My re-entry into farming as a small-scale vegetable grower in 2010 was motivated by a desire to enter into a more intimate, conscious, and conscientious relationship with my local community. Over the past nine years of developing and working this business, I've experienced deep satisfactions and deep grief. I've moved from hope to discouragement and back to hope again. I've pulled myself back from the edge of burnout and bitterness, dug deep to recover the joy I find in working with the earth, and learned (am learning!) how to be increasingly honest about what I need in order to sustain this work.
I suspect that in order to create a truly resilient, just, and joyful agricultural system, we have to change some of our fundamental cultural beliefs about who we are in relationship to the other beings of this earth (including humans!) and to the earth itself. My farming practices are an exploration of the possibilities for those changes in my own life and being.

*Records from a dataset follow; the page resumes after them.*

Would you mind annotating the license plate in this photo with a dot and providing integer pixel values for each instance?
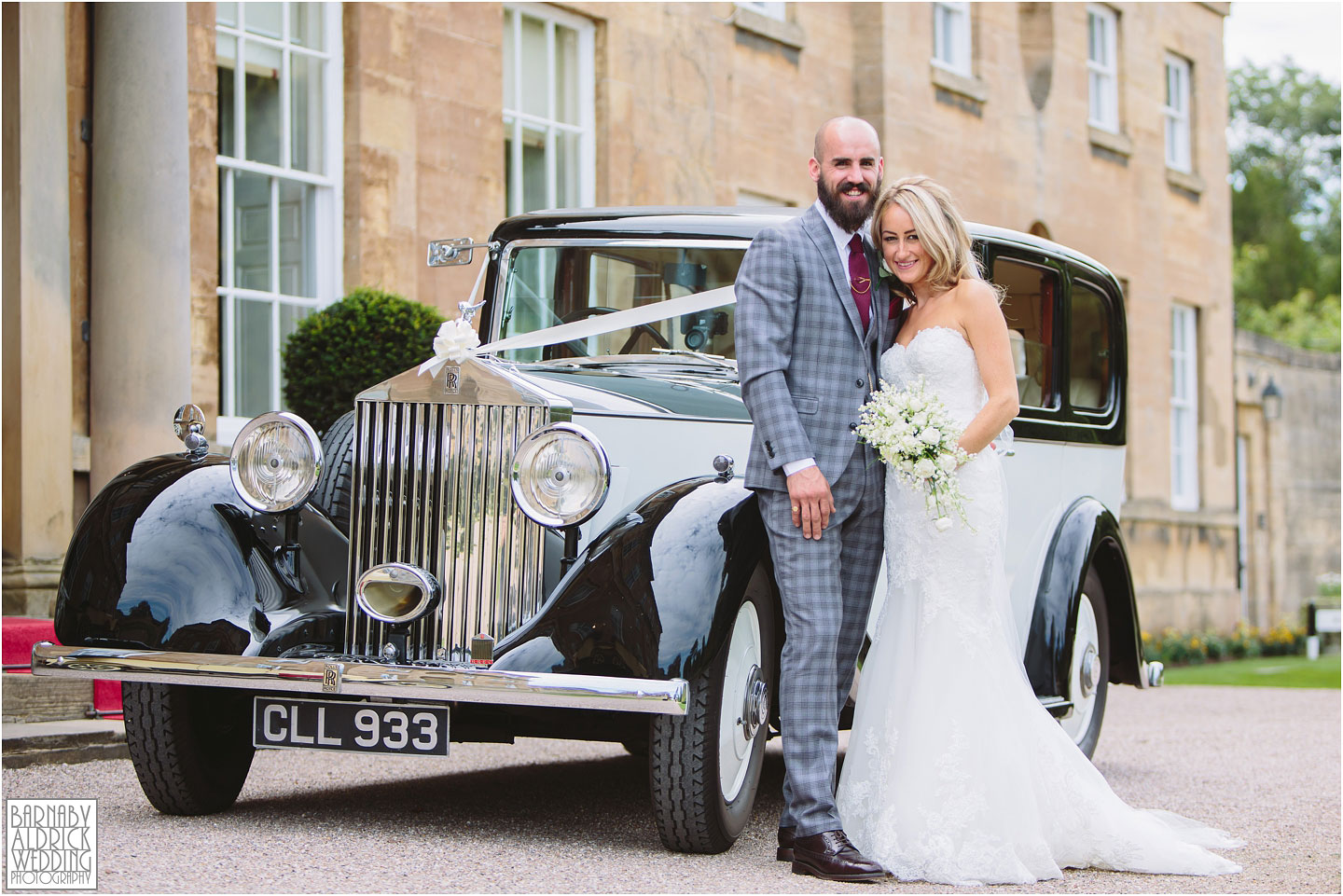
(359, 727)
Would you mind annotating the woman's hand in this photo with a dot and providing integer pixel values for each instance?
(986, 331)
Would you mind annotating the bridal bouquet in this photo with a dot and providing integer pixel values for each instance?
(916, 436)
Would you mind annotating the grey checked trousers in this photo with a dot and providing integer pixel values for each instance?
(826, 591)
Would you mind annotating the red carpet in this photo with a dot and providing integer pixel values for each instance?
(18, 634)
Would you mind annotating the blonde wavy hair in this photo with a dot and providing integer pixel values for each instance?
(942, 231)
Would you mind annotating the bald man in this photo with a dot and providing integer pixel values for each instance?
(809, 335)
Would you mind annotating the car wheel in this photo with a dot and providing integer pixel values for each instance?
(336, 481)
(1088, 676)
(191, 746)
(704, 767)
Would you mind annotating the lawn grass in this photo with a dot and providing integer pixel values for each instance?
(1266, 672)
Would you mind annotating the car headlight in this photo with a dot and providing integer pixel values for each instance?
(275, 462)
(561, 476)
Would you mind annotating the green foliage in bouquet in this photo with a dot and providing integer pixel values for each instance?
(364, 338)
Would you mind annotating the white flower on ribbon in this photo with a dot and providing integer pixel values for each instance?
(455, 341)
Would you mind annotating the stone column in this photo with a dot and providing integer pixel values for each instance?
(38, 422)
(140, 278)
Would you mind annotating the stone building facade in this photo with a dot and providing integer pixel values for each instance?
(302, 149)
(1287, 423)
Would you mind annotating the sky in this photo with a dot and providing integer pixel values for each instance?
(1266, 31)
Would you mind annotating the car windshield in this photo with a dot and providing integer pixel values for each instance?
(546, 286)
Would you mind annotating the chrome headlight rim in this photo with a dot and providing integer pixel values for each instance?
(397, 572)
(312, 475)
(540, 515)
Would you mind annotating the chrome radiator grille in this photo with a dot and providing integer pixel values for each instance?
(431, 488)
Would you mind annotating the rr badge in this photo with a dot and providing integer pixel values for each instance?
(451, 379)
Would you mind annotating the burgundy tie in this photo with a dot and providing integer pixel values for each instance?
(860, 280)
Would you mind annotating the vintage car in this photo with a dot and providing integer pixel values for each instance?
(547, 539)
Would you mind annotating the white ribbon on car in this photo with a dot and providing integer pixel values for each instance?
(599, 324)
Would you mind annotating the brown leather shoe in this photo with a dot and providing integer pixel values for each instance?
(830, 856)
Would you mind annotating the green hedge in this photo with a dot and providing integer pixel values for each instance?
(359, 341)
(1187, 648)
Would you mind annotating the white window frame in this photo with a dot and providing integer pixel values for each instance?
(516, 118)
(1102, 69)
(951, 38)
(328, 199)
(1175, 109)
(1184, 407)
(778, 11)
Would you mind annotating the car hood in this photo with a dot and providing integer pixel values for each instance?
(644, 391)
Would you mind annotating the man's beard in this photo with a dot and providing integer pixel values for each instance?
(849, 216)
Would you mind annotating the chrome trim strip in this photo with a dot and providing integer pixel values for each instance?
(439, 684)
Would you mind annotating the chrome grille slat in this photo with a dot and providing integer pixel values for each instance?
(431, 488)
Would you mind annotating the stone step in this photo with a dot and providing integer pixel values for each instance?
(39, 698)
(62, 742)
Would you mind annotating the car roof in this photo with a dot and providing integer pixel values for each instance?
(723, 222)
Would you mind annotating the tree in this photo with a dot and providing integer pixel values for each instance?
(1284, 158)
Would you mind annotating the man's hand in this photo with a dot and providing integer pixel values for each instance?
(811, 502)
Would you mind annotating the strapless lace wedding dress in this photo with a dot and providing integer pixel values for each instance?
(955, 773)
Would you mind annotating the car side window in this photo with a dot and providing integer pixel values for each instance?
(1089, 353)
(1031, 295)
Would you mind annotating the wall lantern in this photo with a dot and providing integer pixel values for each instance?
(1272, 396)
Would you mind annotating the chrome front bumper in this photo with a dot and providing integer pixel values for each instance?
(317, 677)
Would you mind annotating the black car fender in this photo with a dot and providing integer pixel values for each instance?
(168, 557)
(656, 593)
(1088, 536)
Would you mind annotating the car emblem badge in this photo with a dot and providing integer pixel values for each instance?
(451, 379)
(330, 677)
(482, 651)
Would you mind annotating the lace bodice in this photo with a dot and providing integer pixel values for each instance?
(946, 362)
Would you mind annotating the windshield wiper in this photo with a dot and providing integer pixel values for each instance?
(712, 359)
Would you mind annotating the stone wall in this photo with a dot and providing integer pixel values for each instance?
(1293, 475)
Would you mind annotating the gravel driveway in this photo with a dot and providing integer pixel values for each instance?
(547, 816)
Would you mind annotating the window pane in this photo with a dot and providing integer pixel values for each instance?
(536, 79)
(263, 18)
(305, 24)
(289, 317)
(1029, 308)
(567, 170)
(252, 231)
(567, 76)
(305, 113)
(262, 103)
(533, 170)
(1089, 351)
(253, 357)
(228, 52)
(297, 265)
(509, 88)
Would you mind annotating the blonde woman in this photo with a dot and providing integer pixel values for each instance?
(955, 773)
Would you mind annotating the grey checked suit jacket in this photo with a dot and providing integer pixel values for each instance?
(805, 363)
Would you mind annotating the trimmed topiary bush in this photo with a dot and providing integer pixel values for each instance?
(350, 346)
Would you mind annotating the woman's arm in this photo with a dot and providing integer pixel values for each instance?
(986, 331)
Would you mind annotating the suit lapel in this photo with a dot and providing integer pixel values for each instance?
(820, 234)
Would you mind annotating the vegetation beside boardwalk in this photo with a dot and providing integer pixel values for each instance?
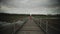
(11, 17)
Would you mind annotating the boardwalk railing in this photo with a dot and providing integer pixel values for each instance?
(12, 28)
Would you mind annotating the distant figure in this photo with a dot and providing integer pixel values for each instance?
(30, 16)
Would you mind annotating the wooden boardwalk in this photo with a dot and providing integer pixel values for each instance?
(30, 28)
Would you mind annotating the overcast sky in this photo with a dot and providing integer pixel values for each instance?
(30, 6)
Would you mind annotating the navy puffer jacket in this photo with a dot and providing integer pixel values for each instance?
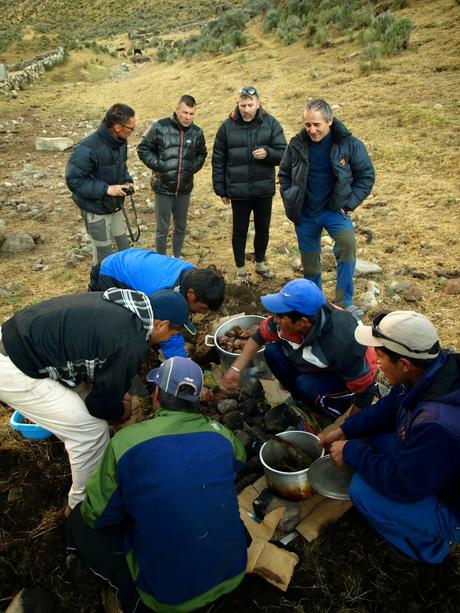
(174, 154)
(350, 163)
(99, 160)
(236, 173)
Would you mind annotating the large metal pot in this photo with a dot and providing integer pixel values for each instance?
(295, 485)
(257, 368)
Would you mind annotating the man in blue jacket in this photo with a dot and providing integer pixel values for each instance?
(325, 174)
(408, 470)
(164, 496)
(99, 180)
(149, 272)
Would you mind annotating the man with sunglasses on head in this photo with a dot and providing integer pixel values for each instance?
(175, 150)
(405, 449)
(99, 180)
(248, 146)
(325, 174)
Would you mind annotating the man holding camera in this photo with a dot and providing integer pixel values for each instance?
(99, 180)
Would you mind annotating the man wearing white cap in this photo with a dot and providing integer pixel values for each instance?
(408, 473)
(165, 488)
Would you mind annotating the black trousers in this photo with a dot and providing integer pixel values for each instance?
(102, 551)
(262, 208)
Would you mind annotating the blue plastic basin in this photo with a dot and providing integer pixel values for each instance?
(32, 431)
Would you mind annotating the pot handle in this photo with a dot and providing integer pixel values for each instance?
(207, 338)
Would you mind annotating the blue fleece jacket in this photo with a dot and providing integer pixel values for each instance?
(425, 420)
(148, 272)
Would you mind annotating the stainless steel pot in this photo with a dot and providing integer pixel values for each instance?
(257, 369)
(295, 485)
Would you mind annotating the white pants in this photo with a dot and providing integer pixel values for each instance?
(61, 411)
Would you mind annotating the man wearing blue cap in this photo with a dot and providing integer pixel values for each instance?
(311, 350)
(67, 364)
(164, 495)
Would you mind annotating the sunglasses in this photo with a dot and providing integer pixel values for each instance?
(377, 333)
(249, 91)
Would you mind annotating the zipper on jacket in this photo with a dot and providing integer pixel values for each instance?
(181, 146)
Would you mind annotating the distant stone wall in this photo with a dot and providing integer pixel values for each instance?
(21, 74)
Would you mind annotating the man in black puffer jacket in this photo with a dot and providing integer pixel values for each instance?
(175, 149)
(248, 146)
(98, 178)
(325, 173)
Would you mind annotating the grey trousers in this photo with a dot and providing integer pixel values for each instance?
(103, 230)
(164, 206)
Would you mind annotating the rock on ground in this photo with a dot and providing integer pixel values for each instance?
(53, 144)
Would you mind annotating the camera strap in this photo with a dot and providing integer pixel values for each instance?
(134, 236)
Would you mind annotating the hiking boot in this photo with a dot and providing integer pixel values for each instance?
(109, 600)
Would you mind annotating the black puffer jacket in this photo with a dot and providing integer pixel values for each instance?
(174, 154)
(235, 172)
(99, 160)
(350, 163)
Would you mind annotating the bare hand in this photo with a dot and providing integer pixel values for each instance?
(231, 381)
(336, 452)
(259, 154)
(325, 440)
(116, 190)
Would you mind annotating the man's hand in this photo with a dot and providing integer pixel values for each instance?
(231, 381)
(259, 154)
(336, 451)
(116, 190)
(325, 440)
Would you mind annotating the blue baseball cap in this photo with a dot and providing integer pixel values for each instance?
(299, 295)
(172, 306)
(174, 373)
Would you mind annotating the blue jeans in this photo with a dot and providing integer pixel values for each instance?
(339, 227)
(423, 530)
(325, 392)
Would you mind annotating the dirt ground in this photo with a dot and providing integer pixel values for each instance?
(409, 226)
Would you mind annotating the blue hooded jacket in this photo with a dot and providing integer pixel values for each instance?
(425, 420)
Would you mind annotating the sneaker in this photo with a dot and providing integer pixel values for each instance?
(356, 311)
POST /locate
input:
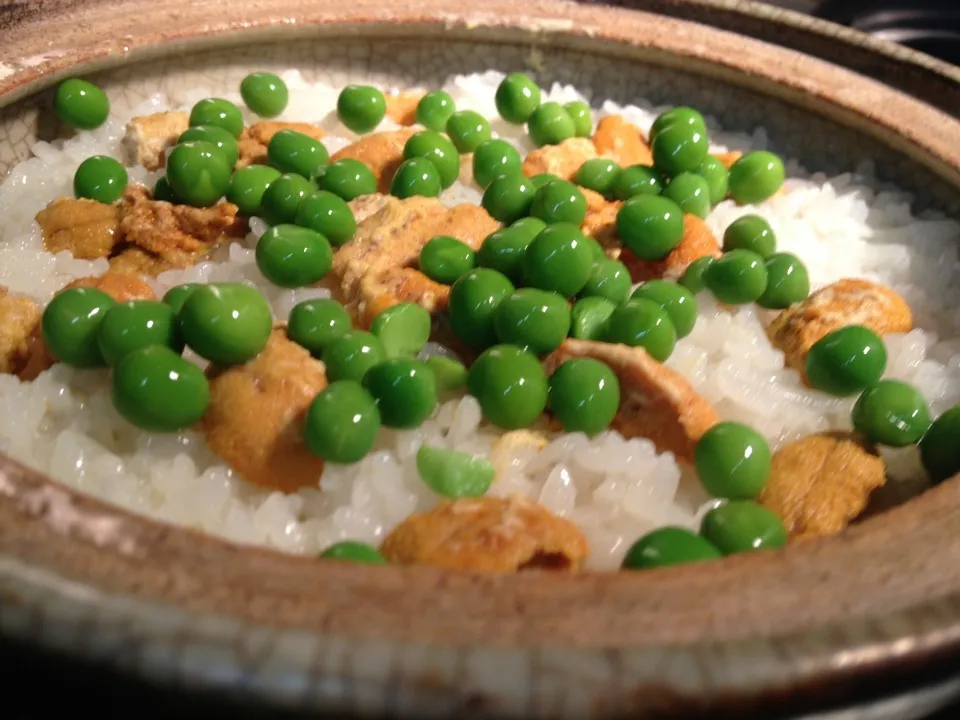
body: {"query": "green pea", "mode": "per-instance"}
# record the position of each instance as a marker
(643, 323)
(137, 324)
(558, 259)
(891, 413)
(351, 355)
(282, 198)
(226, 323)
(678, 302)
(584, 395)
(219, 112)
(533, 319)
(81, 104)
(691, 192)
(508, 198)
(650, 226)
(403, 329)
(348, 179)
(599, 175)
(342, 423)
(517, 97)
(293, 152)
(590, 318)
(156, 390)
(197, 173)
(361, 108)
(71, 323)
(756, 177)
(265, 94)
(668, 546)
(559, 201)
(550, 124)
(405, 390)
(738, 277)
(750, 232)
(787, 282)
(743, 526)
(223, 139)
(510, 386)
(327, 214)
(637, 180)
(454, 474)
(247, 186)
(445, 259)
(494, 158)
(846, 361)
(434, 109)
(314, 324)
(473, 303)
(733, 461)
(418, 176)
(939, 448)
(609, 279)
(354, 551)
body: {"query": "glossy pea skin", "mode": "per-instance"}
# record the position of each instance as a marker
(403, 329)
(584, 395)
(325, 213)
(247, 186)
(787, 282)
(732, 461)
(736, 278)
(156, 390)
(891, 413)
(535, 320)
(508, 198)
(226, 323)
(468, 129)
(939, 449)
(743, 526)
(351, 355)
(100, 178)
(510, 386)
(846, 361)
(473, 303)
(517, 97)
(81, 104)
(417, 176)
(668, 546)
(314, 324)
(70, 326)
(494, 158)
(342, 423)
(558, 259)
(550, 124)
(454, 474)
(445, 259)
(642, 323)
(756, 177)
(361, 108)
(264, 93)
(137, 324)
(691, 192)
(650, 226)
(678, 302)
(197, 173)
(219, 112)
(590, 318)
(434, 109)
(293, 152)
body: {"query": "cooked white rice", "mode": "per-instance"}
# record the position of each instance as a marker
(614, 489)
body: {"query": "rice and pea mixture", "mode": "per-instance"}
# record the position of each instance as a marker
(640, 418)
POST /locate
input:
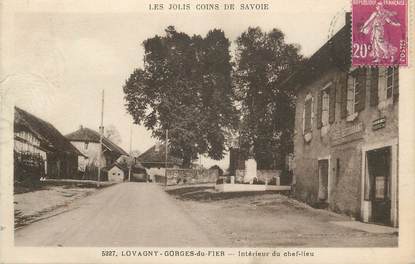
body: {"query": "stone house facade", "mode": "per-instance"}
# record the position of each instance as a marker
(346, 134)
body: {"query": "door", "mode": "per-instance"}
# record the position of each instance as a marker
(379, 165)
(323, 171)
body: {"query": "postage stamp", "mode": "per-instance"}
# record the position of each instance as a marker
(379, 32)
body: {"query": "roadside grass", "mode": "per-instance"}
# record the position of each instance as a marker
(48, 200)
(207, 193)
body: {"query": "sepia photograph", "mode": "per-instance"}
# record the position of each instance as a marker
(182, 129)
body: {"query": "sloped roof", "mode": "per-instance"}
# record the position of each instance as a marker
(335, 53)
(152, 156)
(86, 134)
(120, 166)
(48, 135)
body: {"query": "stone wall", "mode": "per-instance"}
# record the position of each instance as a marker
(341, 143)
(180, 176)
(262, 175)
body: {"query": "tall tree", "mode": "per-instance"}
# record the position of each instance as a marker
(112, 133)
(185, 87)
(263, 61)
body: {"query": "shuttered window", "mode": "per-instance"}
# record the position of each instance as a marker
(323, 110)
(354, 94)
(392, 83)
(374, 87)
(307, 115)
(332, 104)
(360, 90)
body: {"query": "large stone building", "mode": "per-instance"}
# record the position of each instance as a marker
(87, 141)
(39, 144)
(346, 134)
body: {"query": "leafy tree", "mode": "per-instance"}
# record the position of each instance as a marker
(263, 61)
(185, 87)
(216, 167)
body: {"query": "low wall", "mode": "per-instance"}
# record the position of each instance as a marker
(249, 188)
(180, 176)
(262, 175)
(267, 175)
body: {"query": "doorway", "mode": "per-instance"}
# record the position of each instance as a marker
(323, 176)
(379, 184)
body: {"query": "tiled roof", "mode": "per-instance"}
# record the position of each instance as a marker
(335, 53)
(86, 134)
(157, 155)
(48, 135)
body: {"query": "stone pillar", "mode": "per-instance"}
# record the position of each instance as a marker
(250, 170)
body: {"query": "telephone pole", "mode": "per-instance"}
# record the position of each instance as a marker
(131, 162)
(165, 165)
(101, 134)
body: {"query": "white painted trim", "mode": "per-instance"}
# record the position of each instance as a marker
(326, 86)
(393, 144)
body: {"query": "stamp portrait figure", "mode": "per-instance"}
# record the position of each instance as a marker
(375, 26)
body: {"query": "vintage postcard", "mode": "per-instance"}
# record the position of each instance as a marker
(207, 131)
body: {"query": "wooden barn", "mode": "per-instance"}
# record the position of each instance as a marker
(39, 144)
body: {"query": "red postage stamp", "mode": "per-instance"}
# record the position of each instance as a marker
(379, 32)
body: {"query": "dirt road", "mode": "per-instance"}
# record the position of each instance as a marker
(140, 214)
(128, 214)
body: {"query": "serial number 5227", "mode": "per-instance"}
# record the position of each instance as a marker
(109, 253)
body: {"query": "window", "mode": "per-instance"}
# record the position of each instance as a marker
(392, 81)
(307, 114)
(325, 107)
(355, 93)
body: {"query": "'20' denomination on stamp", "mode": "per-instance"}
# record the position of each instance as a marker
(379, 32)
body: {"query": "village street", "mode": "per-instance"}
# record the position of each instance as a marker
(141, 214)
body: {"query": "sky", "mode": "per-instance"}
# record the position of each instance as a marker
(64, 54)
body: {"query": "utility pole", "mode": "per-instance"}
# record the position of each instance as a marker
(131, 163)
(167, 149)
(101, 134)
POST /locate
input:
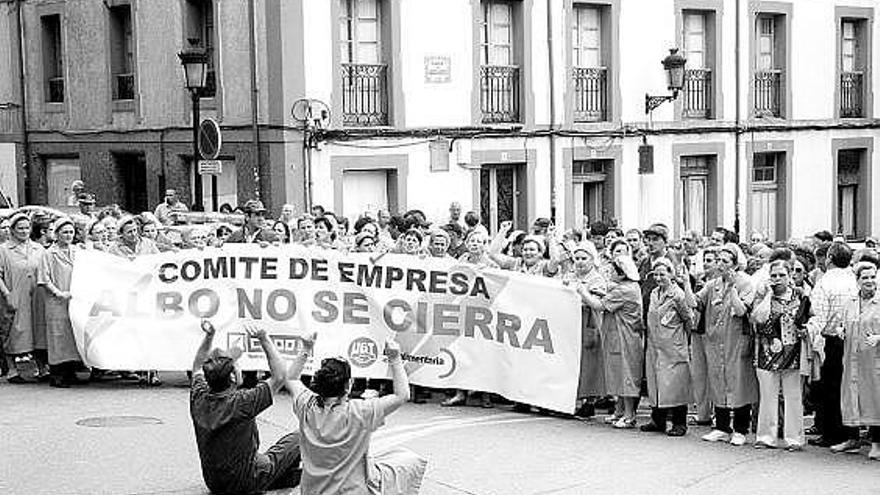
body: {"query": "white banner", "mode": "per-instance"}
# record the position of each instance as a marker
(488, 330)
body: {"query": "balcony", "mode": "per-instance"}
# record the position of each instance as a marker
(364, 95)
(768, 93)
(851, 95)
(590, 94)
(499, 94)
(55, 89)
(10, 118)
(697, 93)
(123, 86)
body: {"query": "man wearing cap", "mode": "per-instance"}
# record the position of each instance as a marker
(76, 188)
(656, 238)
(225, 421)
(254, 229)
(86, 204)
(171, 205)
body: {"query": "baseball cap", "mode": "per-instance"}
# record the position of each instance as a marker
(254, 206)
(220, 363)
(658, 229)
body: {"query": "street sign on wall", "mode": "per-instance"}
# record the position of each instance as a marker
(209, 139)
(210, 167)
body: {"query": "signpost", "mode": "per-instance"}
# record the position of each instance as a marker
(210, 140)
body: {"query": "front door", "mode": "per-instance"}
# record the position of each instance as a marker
(502, 196)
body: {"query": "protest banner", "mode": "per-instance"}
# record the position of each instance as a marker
(458, 327)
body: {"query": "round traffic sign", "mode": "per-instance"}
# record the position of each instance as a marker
(209, 139)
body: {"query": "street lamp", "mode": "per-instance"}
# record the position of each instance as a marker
(195, 68)
(673, 64)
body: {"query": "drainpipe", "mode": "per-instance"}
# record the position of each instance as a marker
(255, 130)
(552, 74)
(25, 142)
(736, 140)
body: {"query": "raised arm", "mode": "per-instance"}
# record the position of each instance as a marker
(294, 371)
(276, 362)
(202, 354)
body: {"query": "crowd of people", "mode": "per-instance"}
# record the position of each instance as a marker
(734, 328)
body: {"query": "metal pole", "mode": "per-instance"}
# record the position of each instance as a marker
(199, 199)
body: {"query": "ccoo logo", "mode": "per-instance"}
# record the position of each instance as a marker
(363, 352)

I titled this class “Slow Farming” after the “Slow Food” (https://www.slowfoodusa.org/about-us) and “Slow Money” (https://slowmoney.org/about/principles) movements, which emphasize the revitalization of local food traditions and investment in community food systems as means of resisting corporate control of food and farming systems. I think we need to extend these “slow” conversations to include the growing of food as well so that more people have the ability to access the deep pleasure and responsibility of growing their own food. I hope this class will contribute to that for each of you.
John's
Reflection:
I
have grown old in a society that promotes competition and condones violence in
myriad forms. Much of my work and play in this life has been focused on
restoring balance by encouraging and attempting to live in support of these
principles:
Cooperation
and Collaboration
Respect
for diversity
Justice,
Justice, Justice
Nonviolence
After
40+ years of gardening and farming, I feel like a child again. Much of what I
always "sensed" about these two potentially noble adventures are
being confirmed. In the larger scheme of things, all parts of an
ecosystem--animals, trees and plants, fungi, microbes, etc., are collaborating
and cooperating to maintain balance and health. The greater the diversity
present in all realms, the more healthy the system. In my love and affection
for gardening and farming, the more I collaborate and cooperate with this
process, the healthier I, we, become.